We were the more disappointed, because, though we had not expected to find in Cluny any rivals to the classic beauties of Arles and St. Rémy, we had come prepared for a welcome break in the monotonous plainness of Burgundian humanity, a subject on which I shall have more to say later on. Yet the types we met hereabouts, if not, on the whole, attractive, were certainly not without the individuality that natural vivacity imparts. My wife, sketching the great gate of the abbey, was scandalized by the inordinate amount of child-smacking indulged in by the mothers of the neighbourhood. I was not a witness on that occasion, but I am inclined to think, that, in most cases, she failed to allow for the excitability of a semi-southern temperament, and, could she have read them, would have found more hardness in the hands than in the hearts.

The little Hotel de Bourgogne, a white, straggling old building, snugly placed beneath the protecting walls of the Tour de l'Eau Bénite, added its quota to our amusement. The ways of the establishment were refreshingly unconventional. For example, they rang neither bell nor gong for dinner, but sent up two maids, who popped their tousled heads simultaneously in at the bedroom door, and invited us to come down to a meal, which, by the way, quite maintained the traditions of later Clunisian luxe.

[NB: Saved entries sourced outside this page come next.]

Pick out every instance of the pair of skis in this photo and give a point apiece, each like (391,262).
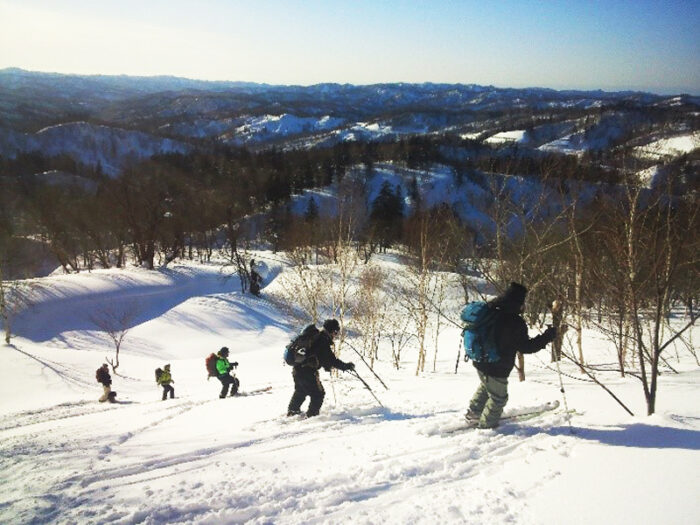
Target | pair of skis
(512,417)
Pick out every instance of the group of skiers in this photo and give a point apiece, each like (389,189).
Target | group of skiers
(510,335)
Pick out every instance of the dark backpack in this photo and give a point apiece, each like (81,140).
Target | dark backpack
(210,363)
(479,332)
(296,351)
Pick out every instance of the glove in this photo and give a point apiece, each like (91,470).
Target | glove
(549,334)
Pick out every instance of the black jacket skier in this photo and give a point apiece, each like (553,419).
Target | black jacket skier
(511,334)
(306,379)
(102,376)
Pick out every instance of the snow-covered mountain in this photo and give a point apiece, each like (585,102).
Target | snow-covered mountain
(110,148)
(94,118)
(198,459)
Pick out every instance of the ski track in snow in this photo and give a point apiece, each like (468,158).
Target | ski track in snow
(372,484)
(198,459)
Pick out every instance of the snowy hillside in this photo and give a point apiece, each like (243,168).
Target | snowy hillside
(92,145)
(198,459)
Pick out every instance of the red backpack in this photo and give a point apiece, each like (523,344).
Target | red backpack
(210,362)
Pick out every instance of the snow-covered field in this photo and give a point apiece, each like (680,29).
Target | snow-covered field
(65,458)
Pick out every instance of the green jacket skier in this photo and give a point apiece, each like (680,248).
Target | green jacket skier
(223,367)
(165,379)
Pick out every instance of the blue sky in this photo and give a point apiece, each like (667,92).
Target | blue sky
(585,44)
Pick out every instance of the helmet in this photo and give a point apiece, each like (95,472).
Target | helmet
(331,326)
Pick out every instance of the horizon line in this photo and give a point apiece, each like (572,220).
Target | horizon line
(630,90)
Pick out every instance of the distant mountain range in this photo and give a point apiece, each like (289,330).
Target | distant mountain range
(111,121)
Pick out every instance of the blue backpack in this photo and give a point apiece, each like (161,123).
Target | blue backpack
(296,351)
(479,332)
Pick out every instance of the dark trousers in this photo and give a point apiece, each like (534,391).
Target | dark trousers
(166,389)
(227,380)
(306,383)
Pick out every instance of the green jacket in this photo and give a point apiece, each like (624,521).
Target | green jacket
(222,365)
(165,378)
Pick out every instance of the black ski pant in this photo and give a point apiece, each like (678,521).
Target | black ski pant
(306,383)
(227,380)
(166,389)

The company, too, was notable. We sat at the head of the table. On my right was an individual whose cruel, yet suffering, face reminded me of the executioner in Van der Weyden's great picture in the hospital at Beaune. I gathered that the digestive organs were the seat of his troubles; for he rejected, with a grunt, the normal fare, preferring to dine on lightly-boiled eggs, whose liquid contents he imbibed by a peculiar, sucking process, that was, in its way, a clever, though noisy, gastronomic feat.

To us there entered an angelic newsboy, ragged yet smiling. He distributed evening "Matins" all round the table, and departed, as radiant as he had come. At the far end of the table, a twentieth-century Mephistopheles, with the traditional lowering brows and cunning smile, was transmitting improper stories to a delighted Falstaffian neighbour; just as certain decadent fat abbots of Cluny were wont to do, over a bottle of sparkling Meursault, in those generous, degenerate days. The ample man on his left listened covertly, and cleaned his mouth with his fingers, while the red wine, poured in that nervous, spasmodic, Burgundian manner, gurgled from the bottle neck into the bubbling, ruby lake below.

After dinner, came coffee and cigars, in the little café adjoining, of which the floor is covered with sawdust, and the ceiling with flies. Madame, a good-natured woman, dressed in flaming yellow satin, adorned with much lace and passementerie, and possessing a very arch manner, where the men were concerned, suggested to some of her intimates that they should join her in a game of cards. Two of them at once consented; but a third invité—an elephantine Burgundian voyageur de commerce—ruminating over a petit verre in the corner, declined, on the plausible pretext that he had "no small vices." Indeed, nothing about him was small! For our part, we fell into agreeable conversation with another habitué of the hotel, a gentleman also suffering from the amplitude engendered by two six-course meals a day, washed down with copious libations of red wine. He displayed a kindly interest in my wife's sketches, and was particularly complimentary concerning one reproduced in this book, representing a corpulent person—who might well have been himself—sitting on a dangerously small chair before a café table.